About midway through, Rosenstrach gives some tips on ways that a non-cooking spouse can support a spouse who bears the primary load of meal preparation. They’re worth mentioning: 1) Make a decision (help with meal planning), 2) Get home on time, 3) Clean-up duty, 4) Praise the pork loin, 5) Take control of the heart sinkers, and 6) Master one meal.
You could probably turn all six of these into metaphors, but Number Five stood out to me especially as perhaps the second-best piece of marriage advice I’ve heard:
By this I mean, take care of all the things in the kitchen that routinely make the Cook’s heart sink: discovering the dishes in the dishwasher are clean but unloaded, realizing just as you sit down to dinner that no one has anything to drink or that the soy sauce/ketchup/napkins are not on the table. I think the best birthday present anyone could ever give me would be a little robot that automatically took care of all these duties, none of which individually take up a lot of time but which collectively can send you spiraling into dark places.
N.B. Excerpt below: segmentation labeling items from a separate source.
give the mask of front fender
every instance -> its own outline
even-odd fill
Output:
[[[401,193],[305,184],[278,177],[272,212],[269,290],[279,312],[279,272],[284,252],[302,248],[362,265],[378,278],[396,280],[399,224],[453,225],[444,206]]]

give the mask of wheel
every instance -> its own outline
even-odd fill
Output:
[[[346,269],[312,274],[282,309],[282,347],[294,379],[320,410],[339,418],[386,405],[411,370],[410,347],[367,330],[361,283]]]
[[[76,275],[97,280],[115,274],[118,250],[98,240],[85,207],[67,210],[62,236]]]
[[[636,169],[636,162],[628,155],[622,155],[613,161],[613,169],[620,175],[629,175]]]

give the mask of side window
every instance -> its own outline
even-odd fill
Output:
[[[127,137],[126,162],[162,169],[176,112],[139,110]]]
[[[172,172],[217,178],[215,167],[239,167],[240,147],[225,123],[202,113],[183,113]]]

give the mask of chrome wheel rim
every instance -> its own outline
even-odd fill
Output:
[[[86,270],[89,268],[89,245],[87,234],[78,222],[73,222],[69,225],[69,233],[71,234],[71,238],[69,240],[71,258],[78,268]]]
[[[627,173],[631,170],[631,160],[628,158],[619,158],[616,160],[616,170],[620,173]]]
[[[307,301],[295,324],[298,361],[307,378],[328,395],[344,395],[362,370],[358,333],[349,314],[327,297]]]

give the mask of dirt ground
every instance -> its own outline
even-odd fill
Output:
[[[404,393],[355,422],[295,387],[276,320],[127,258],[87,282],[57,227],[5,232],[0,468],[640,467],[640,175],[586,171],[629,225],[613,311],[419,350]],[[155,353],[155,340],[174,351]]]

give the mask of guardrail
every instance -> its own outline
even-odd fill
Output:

So you have a spouse (child, friend) who has an especially difficult or draining load to bear. It’s usually not practical or possible to remove that responsibility completely. But are there any heart-sinkers you can help remove from his or her day? Maybe you can fill up the car with gas so it’s not one more thing to think about on the way to work. Bathe the kids so the pregnant wife doesn’t have to bend over the tub at the end of a long day. Prep the coffee pot before you go to bed so that the early riser doesn’t have to grind the beans in the wee hours of the morning. Bite your tongue so that a list of complaints is not the first thing that greets him when he gets home from work. (Not all of these are heart-sinkers for everyone; you might have to ask what gestures would be most appreciated.)
So many possibilities, so much food for thought.
(Alongside recipes for so much delicious food for tummies…seriously, check out this book.)